Before she left, she stood over him in a dress that bore the wrinkles of having been hand-wrung and hung to dry. Though he beheld her through the oceany vision of newly opened eyes, it was clear she was a true beauty—tall and square-shouldered, yet cloaked in a soft layer of baby fat. Her eyes were large and unpredictable and black bobbed hair framed a round face. She had an English dictionary in her hand. “I’ve seen some people get hurt at the cannery,” she said. “You’re going to be all right.” Then, in English, she added, “Sweet dreams.”

* * *

In the morning, he woke with a start—a dream ending with a flash of pain.
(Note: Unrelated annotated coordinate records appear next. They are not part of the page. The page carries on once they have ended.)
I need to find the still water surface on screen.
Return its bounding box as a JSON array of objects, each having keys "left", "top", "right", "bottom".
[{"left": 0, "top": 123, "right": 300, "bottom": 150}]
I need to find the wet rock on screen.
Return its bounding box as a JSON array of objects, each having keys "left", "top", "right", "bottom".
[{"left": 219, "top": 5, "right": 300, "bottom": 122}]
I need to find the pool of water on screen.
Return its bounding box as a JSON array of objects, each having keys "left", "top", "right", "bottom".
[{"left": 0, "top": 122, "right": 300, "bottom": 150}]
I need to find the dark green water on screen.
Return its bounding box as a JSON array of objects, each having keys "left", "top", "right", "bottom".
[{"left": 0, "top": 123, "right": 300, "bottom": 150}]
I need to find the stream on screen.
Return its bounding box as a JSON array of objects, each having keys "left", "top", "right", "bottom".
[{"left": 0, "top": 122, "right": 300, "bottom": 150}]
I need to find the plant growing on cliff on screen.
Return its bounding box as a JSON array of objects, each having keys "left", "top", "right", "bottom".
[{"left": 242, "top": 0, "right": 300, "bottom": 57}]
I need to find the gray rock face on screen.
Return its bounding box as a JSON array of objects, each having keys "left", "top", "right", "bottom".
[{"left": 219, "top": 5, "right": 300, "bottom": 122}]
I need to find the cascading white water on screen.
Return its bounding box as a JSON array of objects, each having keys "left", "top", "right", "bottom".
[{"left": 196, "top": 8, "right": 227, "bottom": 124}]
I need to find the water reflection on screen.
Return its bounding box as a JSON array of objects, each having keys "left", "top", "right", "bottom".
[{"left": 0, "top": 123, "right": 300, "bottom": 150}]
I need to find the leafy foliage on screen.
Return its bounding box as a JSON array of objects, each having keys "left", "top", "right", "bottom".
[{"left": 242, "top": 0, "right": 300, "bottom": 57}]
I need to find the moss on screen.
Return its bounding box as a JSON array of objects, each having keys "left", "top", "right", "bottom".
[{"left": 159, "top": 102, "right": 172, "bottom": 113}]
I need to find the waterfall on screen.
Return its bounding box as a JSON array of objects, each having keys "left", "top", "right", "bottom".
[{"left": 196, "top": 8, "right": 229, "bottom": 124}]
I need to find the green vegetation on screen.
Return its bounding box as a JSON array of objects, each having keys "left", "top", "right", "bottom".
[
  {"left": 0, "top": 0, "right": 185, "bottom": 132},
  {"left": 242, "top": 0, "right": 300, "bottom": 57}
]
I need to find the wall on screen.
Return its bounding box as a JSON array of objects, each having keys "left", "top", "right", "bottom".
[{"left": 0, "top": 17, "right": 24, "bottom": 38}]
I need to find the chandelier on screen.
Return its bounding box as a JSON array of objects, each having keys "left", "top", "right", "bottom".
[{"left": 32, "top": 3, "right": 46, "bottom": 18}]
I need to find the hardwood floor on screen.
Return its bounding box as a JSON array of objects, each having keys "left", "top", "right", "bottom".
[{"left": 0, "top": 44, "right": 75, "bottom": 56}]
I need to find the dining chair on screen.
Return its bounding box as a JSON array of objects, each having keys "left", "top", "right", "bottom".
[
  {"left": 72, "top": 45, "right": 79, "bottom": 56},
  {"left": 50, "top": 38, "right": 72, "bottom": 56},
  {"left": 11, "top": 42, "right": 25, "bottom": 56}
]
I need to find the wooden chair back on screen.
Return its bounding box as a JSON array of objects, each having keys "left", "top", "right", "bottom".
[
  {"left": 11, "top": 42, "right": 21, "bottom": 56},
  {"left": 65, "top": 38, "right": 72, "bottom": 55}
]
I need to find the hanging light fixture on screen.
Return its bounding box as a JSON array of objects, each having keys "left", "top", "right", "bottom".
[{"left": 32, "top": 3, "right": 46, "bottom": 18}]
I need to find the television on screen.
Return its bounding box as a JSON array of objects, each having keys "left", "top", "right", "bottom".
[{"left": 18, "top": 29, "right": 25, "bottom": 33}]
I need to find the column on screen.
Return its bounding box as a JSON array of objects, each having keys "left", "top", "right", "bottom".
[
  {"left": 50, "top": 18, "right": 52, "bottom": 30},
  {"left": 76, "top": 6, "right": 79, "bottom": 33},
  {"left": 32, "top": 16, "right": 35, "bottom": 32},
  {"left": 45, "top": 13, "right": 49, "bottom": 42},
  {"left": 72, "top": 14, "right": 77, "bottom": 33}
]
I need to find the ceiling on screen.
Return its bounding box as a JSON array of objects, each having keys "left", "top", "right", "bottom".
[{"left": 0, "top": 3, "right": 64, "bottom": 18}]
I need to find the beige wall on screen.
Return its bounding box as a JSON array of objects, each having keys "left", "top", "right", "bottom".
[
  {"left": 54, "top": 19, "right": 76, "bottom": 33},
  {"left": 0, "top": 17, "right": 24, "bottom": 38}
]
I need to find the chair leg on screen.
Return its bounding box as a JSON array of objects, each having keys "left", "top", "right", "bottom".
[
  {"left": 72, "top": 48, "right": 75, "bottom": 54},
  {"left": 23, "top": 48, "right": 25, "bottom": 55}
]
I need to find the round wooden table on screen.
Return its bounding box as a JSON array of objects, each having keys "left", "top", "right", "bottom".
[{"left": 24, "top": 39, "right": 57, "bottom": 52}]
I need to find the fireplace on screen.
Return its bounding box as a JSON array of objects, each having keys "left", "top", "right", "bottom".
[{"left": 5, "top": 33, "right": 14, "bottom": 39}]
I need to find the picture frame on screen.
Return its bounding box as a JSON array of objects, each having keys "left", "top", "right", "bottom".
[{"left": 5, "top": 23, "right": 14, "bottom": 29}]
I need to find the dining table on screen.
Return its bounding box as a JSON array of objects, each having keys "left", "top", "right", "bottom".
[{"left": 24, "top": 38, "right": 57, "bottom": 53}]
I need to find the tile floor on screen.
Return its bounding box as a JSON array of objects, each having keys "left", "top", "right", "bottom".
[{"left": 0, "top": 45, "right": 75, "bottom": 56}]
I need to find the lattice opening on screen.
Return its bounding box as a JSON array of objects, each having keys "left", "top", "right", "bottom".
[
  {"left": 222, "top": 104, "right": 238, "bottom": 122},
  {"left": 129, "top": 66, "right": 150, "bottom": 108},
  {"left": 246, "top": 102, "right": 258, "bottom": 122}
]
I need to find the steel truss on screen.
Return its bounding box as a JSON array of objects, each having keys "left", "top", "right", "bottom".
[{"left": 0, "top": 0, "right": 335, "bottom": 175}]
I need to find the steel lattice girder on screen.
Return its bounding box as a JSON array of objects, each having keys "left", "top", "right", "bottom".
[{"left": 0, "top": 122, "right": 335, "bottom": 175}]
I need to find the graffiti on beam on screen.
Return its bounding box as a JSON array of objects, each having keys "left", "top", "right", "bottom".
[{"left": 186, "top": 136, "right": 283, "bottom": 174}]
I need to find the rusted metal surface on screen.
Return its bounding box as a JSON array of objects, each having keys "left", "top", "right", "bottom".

The sheet smelled of cigarettes and sweat, and he knew that she’d slept next to him. Beside the pallet was a jar filled with urine that looked tinctured with iodine. At least it was clear. He reached to touch the jar—it was cold. When he managed to sit up, there was no sign of her.

The light was amplified by the sea, filling the room. He pulled off his sheet. Bright bruising fanned his chest, and there were pressure cuts on the ribs. His stitches were crusty, and after smelling them, he knew they’d have to be expressed. The loudspeaker greeted him—“Citizens, today it is announced that a delegation is to visit America to confront some of the problems facing our two fearsome nations.” Then the broadcast went on in the usual formula: evidence of the worldwide admiration for North Korea, an example of Kim Jong Il’s divine wisdom, a new method to help citizens avoid starvation, and, finally, warnings to civilians from various ministries.

A draft through the window set the dried fish swaying on their lines, the cartilage of their fins the color of lantern paper. From the roof came a series of yips and howls, and the constant clicking of nails on cement. For the first time in days, he felt a pang of hunger.